Spiced Mezcal Chocolate Cake, Chili Chocolate Ganache
I’ve been on a major spicy mezcal margarita kick lately.
Unfortunately, you can only have so many of those. So, I had to find another way to incorporate some mezcal chili flair into my diet.
This cake is soft and fluffy, extra moist from the sour cream, has a rich, deep, dark chocolate flavor with a hint of smokiness from the spices and mezcal. It was the perfect dessert pairing to a recent Mexican-ish-inspired brunch I had recently. It’s not the sweetest cake, which makes it an ideal accompaniment for a cup of coffee — or in this case, even a mezcal cocktail.
Spiced Mezcal Chocolate Cake + Chili Chocolate Ganache
Spiced Mezcal Cake
1 1/2 sticks (3/4 cup) unsalted butter
3/4 cup dark unsweetened cocoa powder
1/2 cup Mezcal
1 1/4 cups brewed espresso or strong coffee
1 cup dark brown sugar
1 cup granulated sugar
3 eggs
1/4 cup full fat sour cream
1 1/2 tsp. vanilla extract
2 cups all-purpose flour
1 1/2 tsp. baking soda
3/4 tsp. chili powder
1/4 tsp. cinnamon
1/2 tsp. salt
Preheat the oven to 350ºF. Rub butter over a 9-inch cake pan. Spoon a little bit of both flour and cocoa powder in the greased cake pan and rotate the pan to coat the whole surface in both powders. Tap out any excess. Set aside.
In a saucepan over medium heat, add the butter, mezcal, espresso, and cocoa powder. Melt while whisking until smooth. Remove from heat to cool slightly.
Separately, whisk together the eggs, sugars, sour cream, and extract until smooth. Slowly pour a little bit of the chocolate mixture into the egg mixture while whisking vigorously to temper the eggs.
Sift the flour, baking soda, and spices together into a large mixing bowl. Pour the egg mixture and fold in until a dry dough begins to form. Add the rest of the chocolate mixture and fold in completely until just incorporated and smooth. Pour into the preset cake pan until it is about 3/4 of the way filled. Bake until a toothpick comes out clean, about 30 minutes. Make the chocolate ganache while waiting (recipe below). Once done, let the cake cool completely before shaving the top off to level it out.
Glaze with the chocolate ganache and dust with chili powder.

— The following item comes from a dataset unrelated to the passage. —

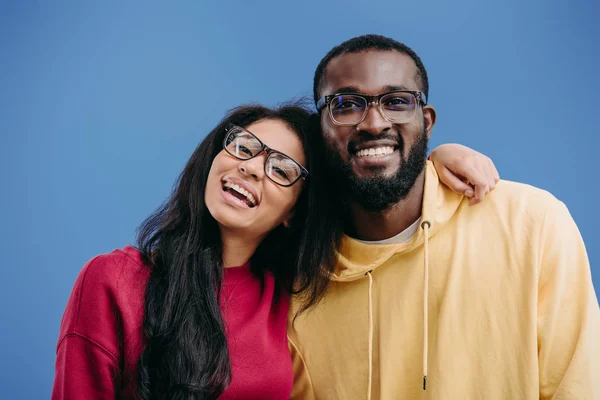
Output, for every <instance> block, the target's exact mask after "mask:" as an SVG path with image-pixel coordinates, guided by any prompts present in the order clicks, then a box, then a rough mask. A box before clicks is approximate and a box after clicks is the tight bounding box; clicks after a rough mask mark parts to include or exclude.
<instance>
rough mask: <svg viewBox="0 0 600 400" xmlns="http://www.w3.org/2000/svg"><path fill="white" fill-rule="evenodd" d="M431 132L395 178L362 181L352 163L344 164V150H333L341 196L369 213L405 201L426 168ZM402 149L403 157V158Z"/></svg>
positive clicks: (385, 177)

* You might have leftover batter that you can make a few cupcakes or smaller cake with. You can also make 2 thinner 9-inch cakes but each cake pan will only be filled up halfway up and cook time will be shorter.
Chocolate Chili Ganache
12 oz. semi-sweet chocolate, roughly chopped
6 oz. heavy cream
1/4 tsp. chili powder
Heat the heavy cream in a saucepan over medium-high heat until scalded, stirring to make sure it doesn’t curdle or burn. Pour the cream over the chocolate, add the chili powder, and let it sit for 10 minutes. Whisk together until smooth. Pour over the cake.